Platelets and bleeding
Blood has four main components: plasma, red blood cells, white blood cells and platelets. Platelets help the blood-clotting process by quickly gathering at the site of an injury, sticking to the lining of the injured blood vessel, clustering to form a plug and amplifying the formation of fibrin, an insoluble protein mesh that slows bleeding.
Platelet transfusions are routinely used to prevent or treat bleeding complications in trauma, surgery and various clotting disorders. More than 2 million platelet units are needed in the United States every year, according to the Red Cross.
However, natural platelets aren’t always available or portable and have a limited shelf life, prompting research over the last several decades into synthetic alternatives.
The new technology
These promising results suggest that this new nanoparticle design could further enhance the performance of artificial platelet technologies that Sen Gupta and his research team have been working to develop over the last decade.
That team’s first-generation design has proven to mimic two functions of natural platelets, Sen Gupta said.
The first is a type of “homing” mechanism that helps platelets sense and then stick to a bleeding injury.
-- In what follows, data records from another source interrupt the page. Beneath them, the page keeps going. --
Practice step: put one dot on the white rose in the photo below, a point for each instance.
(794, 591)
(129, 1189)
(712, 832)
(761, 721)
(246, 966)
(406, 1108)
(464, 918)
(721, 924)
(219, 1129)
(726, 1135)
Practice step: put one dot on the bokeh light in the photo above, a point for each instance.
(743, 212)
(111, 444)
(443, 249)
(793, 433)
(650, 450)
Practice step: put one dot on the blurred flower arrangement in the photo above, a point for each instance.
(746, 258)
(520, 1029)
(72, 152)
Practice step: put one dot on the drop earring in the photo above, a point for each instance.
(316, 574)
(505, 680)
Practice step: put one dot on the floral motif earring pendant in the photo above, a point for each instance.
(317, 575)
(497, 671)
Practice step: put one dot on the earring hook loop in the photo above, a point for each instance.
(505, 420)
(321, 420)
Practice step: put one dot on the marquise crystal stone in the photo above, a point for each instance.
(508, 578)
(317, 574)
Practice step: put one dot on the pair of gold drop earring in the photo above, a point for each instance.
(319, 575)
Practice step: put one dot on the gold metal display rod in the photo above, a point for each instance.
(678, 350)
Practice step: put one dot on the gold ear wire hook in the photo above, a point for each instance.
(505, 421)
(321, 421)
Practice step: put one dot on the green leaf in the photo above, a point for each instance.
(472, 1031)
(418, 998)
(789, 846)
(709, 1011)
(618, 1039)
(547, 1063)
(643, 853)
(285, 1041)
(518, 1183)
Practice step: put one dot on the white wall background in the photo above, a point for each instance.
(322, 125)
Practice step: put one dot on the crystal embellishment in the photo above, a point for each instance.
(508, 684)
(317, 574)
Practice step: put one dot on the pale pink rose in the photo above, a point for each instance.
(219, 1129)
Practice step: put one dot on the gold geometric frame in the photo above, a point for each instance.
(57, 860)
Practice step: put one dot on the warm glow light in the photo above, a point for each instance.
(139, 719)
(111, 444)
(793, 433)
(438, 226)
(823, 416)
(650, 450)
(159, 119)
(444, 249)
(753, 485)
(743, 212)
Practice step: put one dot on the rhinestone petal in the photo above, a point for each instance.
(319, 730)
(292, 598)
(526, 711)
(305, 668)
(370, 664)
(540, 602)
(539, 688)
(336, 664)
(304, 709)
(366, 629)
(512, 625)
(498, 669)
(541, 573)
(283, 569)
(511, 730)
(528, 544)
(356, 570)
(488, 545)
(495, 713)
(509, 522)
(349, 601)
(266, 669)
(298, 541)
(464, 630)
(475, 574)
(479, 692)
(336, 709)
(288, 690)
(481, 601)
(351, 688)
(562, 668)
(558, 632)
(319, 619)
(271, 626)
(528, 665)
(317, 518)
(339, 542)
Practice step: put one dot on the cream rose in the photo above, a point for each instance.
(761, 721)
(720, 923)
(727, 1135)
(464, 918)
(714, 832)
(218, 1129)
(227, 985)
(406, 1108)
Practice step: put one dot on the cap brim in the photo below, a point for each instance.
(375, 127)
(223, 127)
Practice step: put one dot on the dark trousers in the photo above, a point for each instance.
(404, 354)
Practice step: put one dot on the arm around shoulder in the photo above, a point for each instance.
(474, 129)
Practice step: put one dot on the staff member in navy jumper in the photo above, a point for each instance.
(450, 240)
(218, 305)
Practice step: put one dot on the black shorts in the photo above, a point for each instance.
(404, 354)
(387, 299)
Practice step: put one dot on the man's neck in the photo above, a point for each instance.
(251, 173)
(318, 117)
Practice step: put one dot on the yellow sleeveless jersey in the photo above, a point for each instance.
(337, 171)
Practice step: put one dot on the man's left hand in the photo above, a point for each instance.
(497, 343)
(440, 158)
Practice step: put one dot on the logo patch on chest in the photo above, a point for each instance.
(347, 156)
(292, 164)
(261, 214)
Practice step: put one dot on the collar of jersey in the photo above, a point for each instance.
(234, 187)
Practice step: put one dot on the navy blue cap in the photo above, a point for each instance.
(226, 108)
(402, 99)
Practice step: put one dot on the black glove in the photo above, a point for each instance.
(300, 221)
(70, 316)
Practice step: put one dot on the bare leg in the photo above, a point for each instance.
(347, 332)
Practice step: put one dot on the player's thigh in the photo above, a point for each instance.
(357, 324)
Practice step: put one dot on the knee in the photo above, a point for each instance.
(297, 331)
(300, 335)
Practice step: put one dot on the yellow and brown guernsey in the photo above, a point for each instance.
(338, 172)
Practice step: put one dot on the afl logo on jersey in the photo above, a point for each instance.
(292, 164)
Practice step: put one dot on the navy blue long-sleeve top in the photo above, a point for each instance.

The second is the ability of platelets to pile up on each other to form a plug, like stacking sandbags as a barrier that stops a flood—in this case bleeding.
“But to ensure that the sandbags stay put under the force of flood, you would need netting to secure them and then peg the netting down so it wouldn’t move,” Sen Gupta said. “Fibrin is this netting, and we have shown that the PPNs can amplify formation of fibrin even when natural platelets are depleted.”
This suggests that PPNs can be used as a viable platelet surrogate to stop bleeding when natural platelet transfusion products are limited.